The story: When fairness suffers
Date published: 01|10|2002
Analysing the failings of leadership in the year big business became big scandal has become a national pastime in the US. The Washington Post quotes Felix G. Rohatyn, a governor of the New York Stock Exchange in the 1970s, who writes: “I do not recall a period of more generalised gloom in the financial community than the one we are going through now. The crisis of the New York Stock Exchange in the 1970s comes closest.”
While all the elements of the 1970s crisis are present today like shaky capital structures, the Israeli-Arab concern and a lengthy bear market, Rohatyn believes today it has more to do with the “financial integrity of the entire American business community that is suspect, together with its surrounding support system: its boards of directors, its accountants, its investment bankers, its lawyers and the media.”
Rohatyn declares that the most important economic issue facing his country today is the issue of fairness. Fairness is basic to moral leadership, something US business and government have long claimed to have on their side. “The outrageous compensation packages of many corporate managers and the symbols of abuse created by the Enrons, the WorldComs, the Tycos and the Global Crossings have shaken the faith of many Americans in the fairness of our system, and convinced our overseas critics that American-style capitalism and globalisation work hand in hand exploiting the less fortunate.”
A spate of corporate scandals both in the US and here at home have caused a crisis in investor and consumer trust in business leaders.
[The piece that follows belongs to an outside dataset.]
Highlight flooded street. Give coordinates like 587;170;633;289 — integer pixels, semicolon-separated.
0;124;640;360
Are CEOs simply convenient villains or is this a real crisis in business leadership? Rohatyn sees real crisis in leadership that purports to be moral but is not.
Tony Manning, a leading management consultant, takes issue, saying it’s important to acknowledge that every leader isn’t unethical, devious, or a crook. “A few bad apples have tainted the whole barrel. And for a whole host of reasons, conditions in the last half of the 1990s were ripe for their abuses,” says Manning. The media and the law are coming down hard on the miscreants, according to Manning, and standards of corporate governance are being raised everywhere.
Which is true, except for that leadership requires credibility, which in part stems from fairness, something Rohatyn equates with moral leadership. Faith, once broken, takes a long time to repair, Rohatyn writes.
Today’s business leaders will take a long time to rebuild credibility and faith lost due to the actions of their rotten counterparts and the financial system and global business environment that supported business excesses in the past.
A new era of corporate responsibility, transparency and fairness is required to restore our faith in the “captains of industry.” How long will it take before the damage will be repaired?
Take out: The support system Rohatyn describes as playing a role in the financial crisis of 2002 remains in place today. The media continuously fails to play a proper investigative role when it comes to the power of business in modern society. Investigative journalism remains focussed on political players, but as the cosy relationship between regulators and oversight and tender committees on one side and business on the other clearly show, money is the cookie crumb trail between one and the other.